Aharon Barak was not a legal arbiter in the narrow sense. We are all familiar with Justice Barak as the father of the constitutional revolution, the revolution of civil law, the revolution of good faith. In his unique way, he designed content, determined patterns of life and redefined the priorities by which the State of Israel was managed and will continue to be managed for many years to come.
However, the keystone of the revolution initiated by President Barak was his concern for the citizen, for the dignity of the individual. If I may paraphrase Justice Barak, the law is subservient to the individual, not his master. To Aharon Barak, the law is meant to serve the individual.
Aharon Barak is an illustrious jurist, a thinker and a philosopher who confronts the complex reality of our lives from a broad perspective, but molds and shapes it while considering the deepest layers of our daily existence.
I remember a story that Aharon Barak told about the time when he was 5 years old, and the Germans conquered the city of Kovno, where he lived. Miraculously, he survived, and after the “action of the children”, he found himself staying with a Lithuanian farmer who saved his life. Justice Barak said that he learned two lessons from that experience: one, the importance of the State of Israel and a strong army; and two, that there is nothing more important than a person’s dignity and freedom. These two lessons were implemented faithfully through the vast body of legal work left behind by Justice Barak.
Aharon Barak – he is all of these – but first and foremost, he is a man, tender, warm, humble, perhaps even a bit shy, who did not like the elevated status determined for him, but one who never tried to escape the supreme responsibility required by his position and the many duties it placed on his shoulders.
Aharon Barak’s retirement is a comma, not a full stop. It is true that he will no longer write verdicts in court. But Aharon Barak will continue to add to his work to develop Israeli law.
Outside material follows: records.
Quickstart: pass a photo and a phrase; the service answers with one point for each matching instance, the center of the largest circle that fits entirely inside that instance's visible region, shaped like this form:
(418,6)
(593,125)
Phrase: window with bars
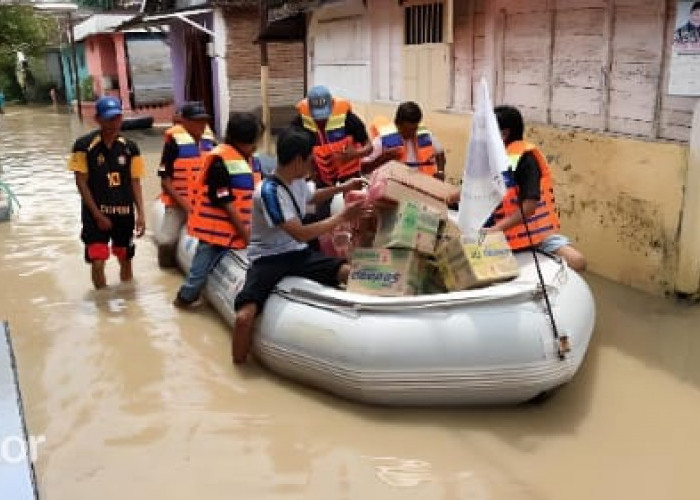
(424,23)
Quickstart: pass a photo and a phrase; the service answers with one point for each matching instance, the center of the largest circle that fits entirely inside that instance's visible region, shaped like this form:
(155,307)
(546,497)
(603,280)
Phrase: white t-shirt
(378,149)
(273,206)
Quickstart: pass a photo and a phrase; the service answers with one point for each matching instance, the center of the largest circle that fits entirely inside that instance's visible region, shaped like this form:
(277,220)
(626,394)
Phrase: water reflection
(139,400)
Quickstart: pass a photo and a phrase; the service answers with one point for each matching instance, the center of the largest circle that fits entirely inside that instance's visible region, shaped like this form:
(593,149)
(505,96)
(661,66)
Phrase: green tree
(21,28)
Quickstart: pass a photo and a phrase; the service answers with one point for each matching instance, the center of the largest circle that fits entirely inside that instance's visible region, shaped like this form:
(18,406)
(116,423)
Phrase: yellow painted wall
(620,199)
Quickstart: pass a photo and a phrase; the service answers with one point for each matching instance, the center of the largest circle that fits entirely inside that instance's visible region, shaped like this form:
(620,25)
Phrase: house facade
(216,57)
(132,65)
(591,78)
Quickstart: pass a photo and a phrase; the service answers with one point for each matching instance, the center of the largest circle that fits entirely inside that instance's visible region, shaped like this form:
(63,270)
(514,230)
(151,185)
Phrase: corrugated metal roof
(100,23)
(236,4)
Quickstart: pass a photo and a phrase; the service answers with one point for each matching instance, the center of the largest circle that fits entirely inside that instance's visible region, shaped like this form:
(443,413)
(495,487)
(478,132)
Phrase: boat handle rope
(10,195)
(561,341)
(336,304)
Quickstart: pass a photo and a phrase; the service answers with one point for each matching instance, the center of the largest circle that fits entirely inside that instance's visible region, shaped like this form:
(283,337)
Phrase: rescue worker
(279,239)
(108,170)
(405,140)
(223,200)
(530,186)
(186,143)
(339,140)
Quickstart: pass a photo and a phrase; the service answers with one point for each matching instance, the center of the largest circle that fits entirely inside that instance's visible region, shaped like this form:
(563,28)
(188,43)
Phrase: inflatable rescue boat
(493,345)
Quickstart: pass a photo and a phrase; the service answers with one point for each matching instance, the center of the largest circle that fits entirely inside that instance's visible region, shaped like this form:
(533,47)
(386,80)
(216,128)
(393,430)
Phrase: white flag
(483,186)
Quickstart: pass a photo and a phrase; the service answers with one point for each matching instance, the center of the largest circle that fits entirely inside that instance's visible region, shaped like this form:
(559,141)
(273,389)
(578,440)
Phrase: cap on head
(108,107)
(194,110)
(320,102)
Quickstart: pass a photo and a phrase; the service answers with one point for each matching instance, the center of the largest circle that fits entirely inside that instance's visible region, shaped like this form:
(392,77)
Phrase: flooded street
(138,400)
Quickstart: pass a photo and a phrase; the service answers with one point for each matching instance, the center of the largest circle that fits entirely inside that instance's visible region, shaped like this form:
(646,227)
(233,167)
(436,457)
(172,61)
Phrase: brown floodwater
(139,400)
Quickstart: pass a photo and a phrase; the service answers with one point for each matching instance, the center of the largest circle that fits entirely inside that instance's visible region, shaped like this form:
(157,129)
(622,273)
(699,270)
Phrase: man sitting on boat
(529,195)
(406,140)
(222,202)
(278,243)
(339,140)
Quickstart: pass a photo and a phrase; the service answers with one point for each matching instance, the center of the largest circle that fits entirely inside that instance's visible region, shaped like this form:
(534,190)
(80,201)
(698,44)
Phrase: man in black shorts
(108,170)
(278,241)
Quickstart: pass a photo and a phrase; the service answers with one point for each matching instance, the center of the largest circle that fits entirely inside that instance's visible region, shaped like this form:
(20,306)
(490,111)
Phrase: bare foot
(125,271)
(99,280)
(243,333)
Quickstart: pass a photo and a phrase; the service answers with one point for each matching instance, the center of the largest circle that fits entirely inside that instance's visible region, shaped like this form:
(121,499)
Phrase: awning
(286,19)
(278,10)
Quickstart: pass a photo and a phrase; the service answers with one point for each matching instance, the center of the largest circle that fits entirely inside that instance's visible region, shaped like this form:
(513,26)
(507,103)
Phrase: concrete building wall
(286,81)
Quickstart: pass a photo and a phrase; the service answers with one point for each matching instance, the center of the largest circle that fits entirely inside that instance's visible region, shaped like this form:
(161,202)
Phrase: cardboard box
(418,181)
(411,225)
(394,192)
(464,264)
(386,272)
(432,280)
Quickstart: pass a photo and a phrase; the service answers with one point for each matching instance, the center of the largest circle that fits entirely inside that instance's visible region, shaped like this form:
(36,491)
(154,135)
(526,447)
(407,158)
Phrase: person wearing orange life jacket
(186,142)
(335,132)
(223,201)
(529,185)
(405,140)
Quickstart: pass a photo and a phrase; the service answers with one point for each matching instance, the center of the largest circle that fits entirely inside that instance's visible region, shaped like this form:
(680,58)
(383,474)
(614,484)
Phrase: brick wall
(243,63)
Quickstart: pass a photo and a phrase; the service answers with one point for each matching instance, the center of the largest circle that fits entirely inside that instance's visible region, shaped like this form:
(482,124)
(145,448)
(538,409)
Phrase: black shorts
(121,236)
(265,272)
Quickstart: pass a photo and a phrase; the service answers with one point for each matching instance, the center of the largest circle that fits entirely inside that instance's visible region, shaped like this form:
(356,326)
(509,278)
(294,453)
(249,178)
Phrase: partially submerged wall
(620,199)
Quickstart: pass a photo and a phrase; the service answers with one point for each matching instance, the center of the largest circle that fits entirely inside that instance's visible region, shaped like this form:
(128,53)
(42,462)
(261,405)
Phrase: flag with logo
(483,186)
He will continue, as best he can, to influence the shaping of the patterns of our lives, wherever he chooses to be and whichever matter he decides to tackle.
Dorit Beinisch’s assumption of the position of President is a very significant event, and not only because she is the first woman to fill this role in our country.
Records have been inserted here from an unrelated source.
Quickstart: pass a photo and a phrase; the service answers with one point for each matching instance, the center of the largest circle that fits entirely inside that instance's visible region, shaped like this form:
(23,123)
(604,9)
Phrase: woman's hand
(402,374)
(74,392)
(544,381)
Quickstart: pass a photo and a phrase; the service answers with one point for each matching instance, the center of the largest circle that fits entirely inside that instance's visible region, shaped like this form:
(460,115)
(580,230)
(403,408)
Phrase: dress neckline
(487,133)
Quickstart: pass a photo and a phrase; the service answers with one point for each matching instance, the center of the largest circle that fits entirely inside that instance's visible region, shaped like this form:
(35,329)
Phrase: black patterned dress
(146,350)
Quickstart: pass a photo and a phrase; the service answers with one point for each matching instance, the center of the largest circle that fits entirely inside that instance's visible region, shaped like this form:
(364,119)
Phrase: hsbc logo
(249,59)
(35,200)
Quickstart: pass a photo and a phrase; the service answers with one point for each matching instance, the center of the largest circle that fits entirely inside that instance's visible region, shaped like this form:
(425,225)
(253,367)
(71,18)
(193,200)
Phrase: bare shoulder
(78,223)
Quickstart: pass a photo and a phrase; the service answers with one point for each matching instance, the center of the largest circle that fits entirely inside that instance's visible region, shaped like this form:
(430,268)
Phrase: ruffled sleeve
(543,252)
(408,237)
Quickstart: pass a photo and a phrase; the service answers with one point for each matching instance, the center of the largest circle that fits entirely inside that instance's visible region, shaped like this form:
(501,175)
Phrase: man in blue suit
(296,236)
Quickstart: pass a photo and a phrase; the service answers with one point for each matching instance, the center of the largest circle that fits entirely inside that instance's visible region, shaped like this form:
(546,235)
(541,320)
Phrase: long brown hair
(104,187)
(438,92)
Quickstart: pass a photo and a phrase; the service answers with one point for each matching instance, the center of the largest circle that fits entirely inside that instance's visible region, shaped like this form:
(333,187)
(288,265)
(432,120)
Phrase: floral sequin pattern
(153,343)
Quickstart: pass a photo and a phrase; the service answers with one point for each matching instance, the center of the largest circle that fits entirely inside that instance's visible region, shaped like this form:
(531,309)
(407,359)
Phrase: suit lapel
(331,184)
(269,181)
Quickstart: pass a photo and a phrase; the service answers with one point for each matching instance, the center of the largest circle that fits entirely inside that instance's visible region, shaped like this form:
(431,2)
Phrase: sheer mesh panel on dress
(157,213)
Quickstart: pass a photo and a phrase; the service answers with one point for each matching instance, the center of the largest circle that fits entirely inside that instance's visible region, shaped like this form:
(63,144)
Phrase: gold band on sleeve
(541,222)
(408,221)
Dorit Beinisch matured into this responsibility over decades of illustrious public service.
She is prepared, shrewd, experienced in all spheres of life in the country, sensitive to the rights of the citizen, concerned with matters of security, familiar with all the shades of the advantages and accomplishments of the public systems and their weaknesses, as well as what is required to improve and fix them. She is courageous and determined to act to improve and fix, and to enforce them.
The Supreme Court is a fortress of stability, continuity and the enlightenment of Israeli society.
Its existence is the guarantee of the State of Israel’s strength, no less and perhaps even more than any other institution.
We, the Government, the Knesset and the entire Israeli society, feel a profound sense of blessedness and appreciation for this island of moral fortitude, and promise to use every tool in our possession to preserve it, defend it and ensure the continued contribution to the strength of the State of Israel.